[P] Implementing Better Pytorch Schedulers
New tool replaces manual training loop hacks with stateless, picklable scheduling for any optimizer parameter
A PyTorch researcher has developed a comprehensive scheduling suite that fundamentally addresses limitations in current PyTorch optimizer scheduling approaches. While standard PyTorch schedulers only handle learning rate adjustments, this new system enables flexible scheduling of any optimizer hyperparameter including momentum, betas, and weight decay across different parameter groups. The solution emerged from replicating complex training techniques from projects like KellerJordan/modded-nanogpt, where current approaches proved inadequate for handling sophisticated scheduling requirements like NorMuon+Adam optimizers with different parameter groups needing distinct scheduling patterns.
The new scheduler suite offers stateless design where possible, full picklability for checkpointing, and supports custom functions, presets, cyclic patterns, and per-group overrides. It eliminates the need for manual training loop adjustments where developers typically hardcode logic like 'if global_step > warmup_steps: group['weight_decay'] *= 0.99'. The system currently resides in the researcher's monorepo but could become a standalone package with sufficient interest, potentially becoming a standard tool for PyTorch developers working with complex optimization scenarios like fine-tuning vision transformers with different weight decay for feature extractors versus classifiers.

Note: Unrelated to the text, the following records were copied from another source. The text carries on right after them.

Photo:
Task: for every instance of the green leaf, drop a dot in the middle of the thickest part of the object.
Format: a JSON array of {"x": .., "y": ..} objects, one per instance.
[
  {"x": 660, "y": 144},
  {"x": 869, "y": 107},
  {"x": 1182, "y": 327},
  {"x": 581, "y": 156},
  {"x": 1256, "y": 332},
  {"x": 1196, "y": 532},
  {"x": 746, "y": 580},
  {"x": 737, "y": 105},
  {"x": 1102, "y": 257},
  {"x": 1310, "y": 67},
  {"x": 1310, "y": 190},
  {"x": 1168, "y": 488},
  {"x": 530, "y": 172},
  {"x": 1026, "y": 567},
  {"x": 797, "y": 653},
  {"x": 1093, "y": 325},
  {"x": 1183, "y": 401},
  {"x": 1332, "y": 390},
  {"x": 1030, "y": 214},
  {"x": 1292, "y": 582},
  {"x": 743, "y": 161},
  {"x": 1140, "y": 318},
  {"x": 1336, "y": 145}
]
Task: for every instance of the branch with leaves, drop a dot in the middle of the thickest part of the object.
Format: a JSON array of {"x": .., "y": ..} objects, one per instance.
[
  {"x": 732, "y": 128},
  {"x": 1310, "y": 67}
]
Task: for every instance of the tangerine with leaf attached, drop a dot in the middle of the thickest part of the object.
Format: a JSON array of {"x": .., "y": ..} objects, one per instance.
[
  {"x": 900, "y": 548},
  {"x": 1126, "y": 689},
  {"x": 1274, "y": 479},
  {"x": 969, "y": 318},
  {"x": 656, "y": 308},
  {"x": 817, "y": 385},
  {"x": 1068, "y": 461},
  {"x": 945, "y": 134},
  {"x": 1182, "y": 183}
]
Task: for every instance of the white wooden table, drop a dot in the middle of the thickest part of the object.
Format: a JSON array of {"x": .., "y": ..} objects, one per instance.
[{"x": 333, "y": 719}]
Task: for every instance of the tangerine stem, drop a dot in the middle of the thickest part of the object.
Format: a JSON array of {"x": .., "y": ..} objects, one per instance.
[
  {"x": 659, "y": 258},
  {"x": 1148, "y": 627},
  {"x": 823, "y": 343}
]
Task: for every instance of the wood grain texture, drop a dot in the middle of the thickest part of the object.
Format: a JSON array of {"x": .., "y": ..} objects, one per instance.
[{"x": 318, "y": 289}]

- Enables scheduling of any optimizer hyperparameter (LR, momentum, betas, weight decay) not just learning rates
- Eliminates manual training loop hacks like 'if global_step > warmup_steps: group['weight_decay'] *= 0.99'
- Supports per-group overrides for scenarios like different weight decay for feature extractors vs classifiers
Why It Matters
Eliminates error-prone manual scheduling code in training loops, enabling more sophisticated optimization strategies for complex models.